Vegetable Oil Market Dynamics

The domestic production of vegetable oils is projected to increase by 10-15 per cent in 2024. The increase in production is expected due to higher prices, good monsoon season, and robust domestic crop, with rapeseed significantly contributing to the rise. Import duties on vegetable oils are expected to remain unchanged until the conclusion of the ongoing general elections.

Import Projections

Total imports for oil year 2023-24 is estimated to be about 16.2 MMT vs 17 MMT in the previous year. Palm oil imports are anticipated to decline in 2024 (oil year) as it loses market share due to a narrow price difference with soft oils. India’s palm oil imports likely to register a decline from 10.1 million metric tons (MMT) in 2023 to 8.65 MMT in 2024. For soft oils, soybean oil imports are likely to increase from 3.87 MMT in 2023 to 4.2 MMT in 2024 and sunflower oil imports also likely to increase from 3 MMT in 2023 to 3.25 MMT in 2024. While the import of other oils likely to remain unchanged at 0.1 MMT in 2024.

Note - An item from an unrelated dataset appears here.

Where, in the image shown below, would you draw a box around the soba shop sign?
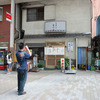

Global shift & push for biofuels in India

Governments worldwide are urging businesses to transition away from fossil fuels. Biofuels are anticipated to play a crucial role in meeting COP 28 targets. India has also committed to reducing emissions by 45per cent by 2030 and achieving net-zero emissions by 2070. Accelerating biofuel adoption is essential for meeting these emission targets, with replacing coal with biomass presenting a swift solution. As the third-largest ethanol producer, India is well-positioned to expand rapidly.

However, the limited availability and rising costs of feedstock are significant constraints to biofuel production. Non-edible sources face barriers such as unavailability, proper cultivation, regulation, high polyunsaturated fatty acids, and low unsaturated fatty acids content, but technological advancements could help overcome these challenges. Utilising used cooking oil (UCO) as a major feedstock could alleviate some limitations. Additionally, utilising by-products from biodiesel production efficiently can help offset the price of biodiesel, making it more economically viable.